もし、「あの人」が自信にあふれているように見えたとしたら、それは本当に自信があるのではなく、自信があるように見せているだけです。どんなリーダーでも、本当に自信のある人はいません。

自信が持てないのは、正解のない提案をしようとしているからです。仕事には、ルーティンワークとクリエイティブワークの2つがあります。例えばスーパーのレジ打ちという仕事はマニュアル化されていて、ルーティンがはっきり決まっています。

一方で、昨日と同じことをするのではなく、正解のないこと、新しいことに挑戦し続ける仕事があります。クリエイティブワークです。一般的にデザインなどの仕事を指しますが、ここでは単に創造的な仕事という意味です。

クリエイティブワークには答えがない

例えば、「お客様に喜んでもらうこと」を目的にします。すると、スーパーではクリスマスイベントや、年に一度の赤字覚悟の大安売りを企画したりしますが、こういう仕事はルーティンではありません。その目的を達するための方法が無数にあって、しかも最終的なゴールもないからです。「お客様に喜んでもらうこと」に正解はありません。

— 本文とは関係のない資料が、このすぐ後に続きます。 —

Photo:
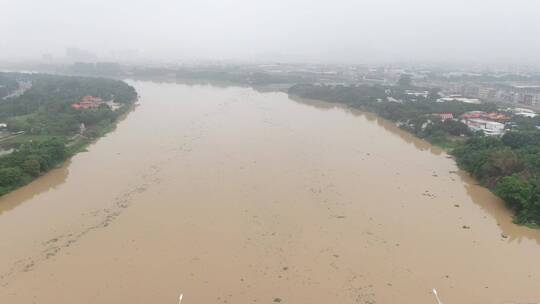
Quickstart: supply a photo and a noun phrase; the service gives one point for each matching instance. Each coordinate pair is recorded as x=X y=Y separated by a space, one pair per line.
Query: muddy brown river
x=229 y=195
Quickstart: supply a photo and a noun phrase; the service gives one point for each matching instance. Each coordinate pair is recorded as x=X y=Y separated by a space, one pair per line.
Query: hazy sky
x=294 y=30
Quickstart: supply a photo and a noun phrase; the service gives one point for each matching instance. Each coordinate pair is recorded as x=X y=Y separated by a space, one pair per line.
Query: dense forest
x=510 y=165
x=48 y=129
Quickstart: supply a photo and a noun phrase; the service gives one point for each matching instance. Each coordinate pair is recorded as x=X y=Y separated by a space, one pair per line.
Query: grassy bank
x=53 y=129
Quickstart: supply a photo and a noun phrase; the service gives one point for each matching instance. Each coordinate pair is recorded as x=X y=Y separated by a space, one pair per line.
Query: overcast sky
x=355 y=31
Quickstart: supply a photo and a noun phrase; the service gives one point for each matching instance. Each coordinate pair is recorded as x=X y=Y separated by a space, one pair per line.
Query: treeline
x=29 y=161
x=415 y=114
x=510 y=165
x=45 y=114
x=7 y=85
x=45 y=109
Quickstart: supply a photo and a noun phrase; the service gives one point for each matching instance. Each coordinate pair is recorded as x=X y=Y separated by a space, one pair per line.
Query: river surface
x=229 y=195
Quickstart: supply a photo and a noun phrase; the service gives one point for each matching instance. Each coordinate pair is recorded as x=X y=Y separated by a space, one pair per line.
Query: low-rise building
x=490 y=128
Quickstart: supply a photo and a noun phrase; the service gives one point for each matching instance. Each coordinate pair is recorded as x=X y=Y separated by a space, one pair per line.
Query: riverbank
x=246 y=196
x=508 y=166
x=55 y=118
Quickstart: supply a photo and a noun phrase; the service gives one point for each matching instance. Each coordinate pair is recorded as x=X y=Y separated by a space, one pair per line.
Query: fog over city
x=340 y=31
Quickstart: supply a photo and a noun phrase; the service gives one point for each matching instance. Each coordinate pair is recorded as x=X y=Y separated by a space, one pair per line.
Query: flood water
x=229 y=195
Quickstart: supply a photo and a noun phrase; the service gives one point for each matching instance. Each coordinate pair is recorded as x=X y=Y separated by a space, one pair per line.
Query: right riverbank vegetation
x=45 y=119
x=507 y=162
x=48 y=118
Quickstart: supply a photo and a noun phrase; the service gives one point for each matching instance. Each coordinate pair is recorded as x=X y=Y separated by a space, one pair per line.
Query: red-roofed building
x=445 y=116
x=88 y=102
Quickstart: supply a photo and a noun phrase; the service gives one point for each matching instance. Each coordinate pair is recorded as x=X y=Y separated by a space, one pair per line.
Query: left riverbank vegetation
x=54 y=118
x=496 y=143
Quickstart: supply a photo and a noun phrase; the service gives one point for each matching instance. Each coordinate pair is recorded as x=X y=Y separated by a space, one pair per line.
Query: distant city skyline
x=341 y=31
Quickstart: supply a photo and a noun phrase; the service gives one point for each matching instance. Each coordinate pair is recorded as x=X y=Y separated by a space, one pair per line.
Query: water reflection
x=43 y=184
x=384 y=123
x=479 y=195
x=496 y=208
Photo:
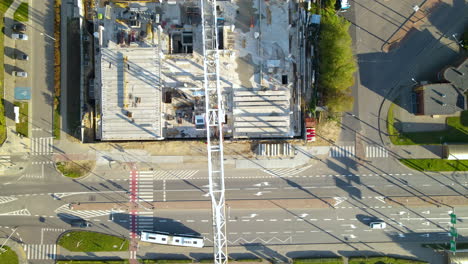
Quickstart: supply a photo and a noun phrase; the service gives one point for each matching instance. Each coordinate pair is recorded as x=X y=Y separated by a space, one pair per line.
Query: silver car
x=19 y=36
x=378 y=225
x=20 y=74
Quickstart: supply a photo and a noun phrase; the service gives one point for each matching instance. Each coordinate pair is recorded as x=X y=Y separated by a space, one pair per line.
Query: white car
x=378 y=225
x=20 y=74
x=19 y=36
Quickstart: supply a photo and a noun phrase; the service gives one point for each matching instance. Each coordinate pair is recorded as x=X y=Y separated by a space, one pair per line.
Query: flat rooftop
x=131 y=96
x=140 y=40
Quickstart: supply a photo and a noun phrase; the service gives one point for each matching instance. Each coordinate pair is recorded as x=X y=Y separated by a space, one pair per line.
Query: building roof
x=442 y=99
x=458 y=76
x=131 y=94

人に何かを提案するというのは、基本的にはクリエイティブワークです。そして、クリエイティブワークには答えがないので、つねに不安です。

ですから、実は「あの人」も、本当の意味で自信があるわけではないのです。みんな、不安になりながら、仮説を立てて、一生懸命その道を信じて走っているだけです。

だから、完璧なアイデアが出せないと、悲観的になる必要はまったくありませんし、自信をなくす必要もありません。

自信がないのはみんな同じです。だからこそ、自信があるように振る舞うしかないのです。自信のなさが、外から透けて見えると、相手は心配になってそのアイデアの欠点に注意が向いてしまうからです。自信があるように見える話し方を心がけましょう。